# Sawstop blade dust collector.



## Gary Frank Martin (Jul 26, 2018)

Ok, here we go with another dust collector horror story. Some hoses are sold by ID and others by OD. I have a SAWSTOP that I want to connect the dust collector at saw blade collector port. I bought a 4x 2.5 inch Y for my dust :sad2:collector. Of course the saw blade outlet is nowhere near 2.5". If this plays out like it always does none of the hoses or adapters that I own will work and I have many. Can anyone give me specific part numbers for this setup before start?
:sad2:


----------



## hawkeye10 (Feb 18, 2015)

Gary look here for help. Some of these fittings have rubber on one end so they will hook up to odd fittings.

http://www.rockler.com/dust-collection/dust-collection-fittings

http://www.rockler.com/2-1-2-to-2-1-4-conversion-port


----------



## Tool Agnostic (Aug 13, 2017)

If you live near a Rockler store, go there. Bring your exact SawStop model number and whatever fittings you are trying to match.
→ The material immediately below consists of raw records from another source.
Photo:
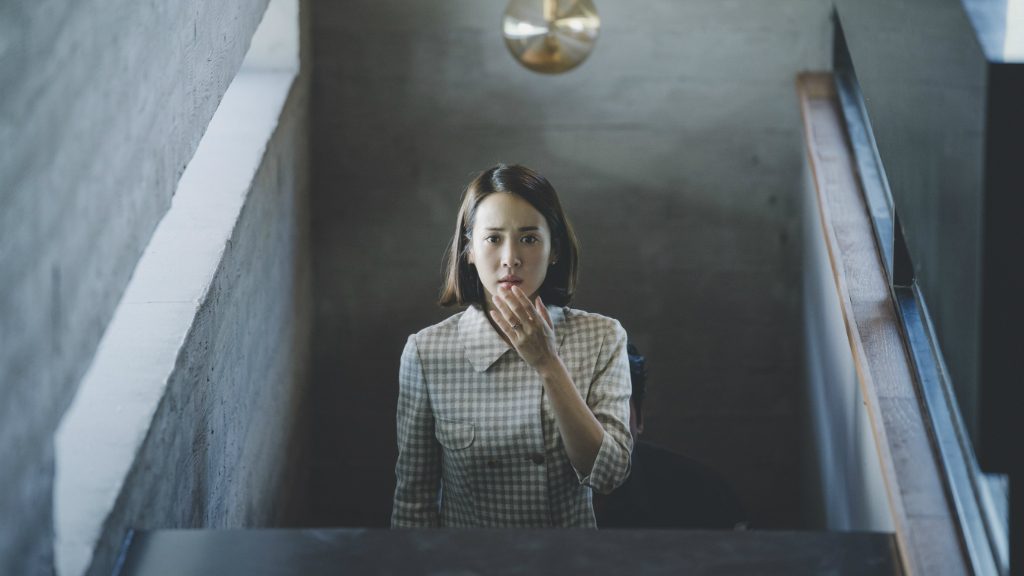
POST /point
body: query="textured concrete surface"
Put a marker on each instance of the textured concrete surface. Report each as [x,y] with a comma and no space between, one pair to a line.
[101,106]
[190,414]
[676,148]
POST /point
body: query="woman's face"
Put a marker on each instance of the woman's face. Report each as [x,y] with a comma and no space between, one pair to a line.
[511,245]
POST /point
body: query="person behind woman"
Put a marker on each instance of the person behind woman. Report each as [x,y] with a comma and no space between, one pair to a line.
[513,410]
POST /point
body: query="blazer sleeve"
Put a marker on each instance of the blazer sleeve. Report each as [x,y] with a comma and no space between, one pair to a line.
[418,469]
[609,400]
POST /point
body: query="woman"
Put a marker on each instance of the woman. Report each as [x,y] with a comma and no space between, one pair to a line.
[511,411]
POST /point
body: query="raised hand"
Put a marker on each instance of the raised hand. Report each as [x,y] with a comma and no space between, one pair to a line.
[526,325]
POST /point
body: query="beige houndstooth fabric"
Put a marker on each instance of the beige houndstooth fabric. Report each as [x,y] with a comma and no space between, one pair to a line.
[478,445]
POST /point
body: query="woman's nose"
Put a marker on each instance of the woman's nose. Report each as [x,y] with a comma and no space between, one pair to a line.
[510,258]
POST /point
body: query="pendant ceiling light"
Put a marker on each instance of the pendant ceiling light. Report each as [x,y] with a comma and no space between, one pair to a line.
[550,36]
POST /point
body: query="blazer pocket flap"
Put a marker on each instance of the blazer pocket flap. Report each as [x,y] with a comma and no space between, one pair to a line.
[455,435]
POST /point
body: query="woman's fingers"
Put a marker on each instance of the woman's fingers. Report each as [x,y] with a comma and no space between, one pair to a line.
[521,304]
[502,323]
[544,312]
[503,310]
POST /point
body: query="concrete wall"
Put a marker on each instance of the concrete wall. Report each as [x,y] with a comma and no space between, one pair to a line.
[676,148]
[101,106]
[843,487]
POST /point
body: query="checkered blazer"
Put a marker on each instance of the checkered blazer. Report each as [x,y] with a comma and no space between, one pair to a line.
[478,445]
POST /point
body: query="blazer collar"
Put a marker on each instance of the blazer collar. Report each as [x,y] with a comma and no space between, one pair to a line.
[482,342]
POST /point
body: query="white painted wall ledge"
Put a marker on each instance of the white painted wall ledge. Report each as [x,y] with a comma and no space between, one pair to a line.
[109,419]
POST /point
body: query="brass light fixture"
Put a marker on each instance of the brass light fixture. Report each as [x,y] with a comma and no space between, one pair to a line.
[550,36]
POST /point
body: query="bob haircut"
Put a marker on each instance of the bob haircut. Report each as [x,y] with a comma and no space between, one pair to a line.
[461,282]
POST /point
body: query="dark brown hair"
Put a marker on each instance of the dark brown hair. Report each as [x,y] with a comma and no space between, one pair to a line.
[462,284]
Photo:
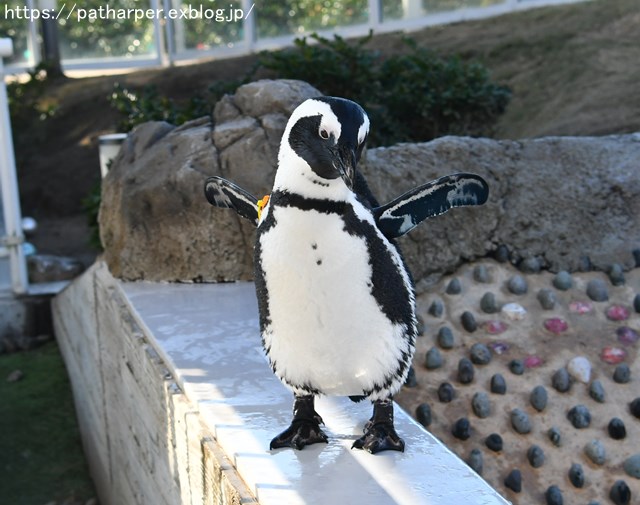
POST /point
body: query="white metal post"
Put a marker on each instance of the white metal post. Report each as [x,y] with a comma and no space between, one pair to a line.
[249,25]
[14,238]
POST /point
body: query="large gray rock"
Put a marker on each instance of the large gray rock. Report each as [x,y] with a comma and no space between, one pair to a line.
[560,200]
[155,222]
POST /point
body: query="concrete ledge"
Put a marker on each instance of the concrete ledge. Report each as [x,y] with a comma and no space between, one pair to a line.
[177,405]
If a store is inconvenient, call Rockler at 800-279-4441. They have a variety of dust collection parts that will match up with your system. Tell them which model SawStop you have and describe the dust collection fittings that you need to match.

Some dust collection items are on sale until 2 August. This fitting is one of them, and it may be what you need for the blade guard dust collector:

http://www.rockler.com/dust-right-universal-small-port-hose-kit


----------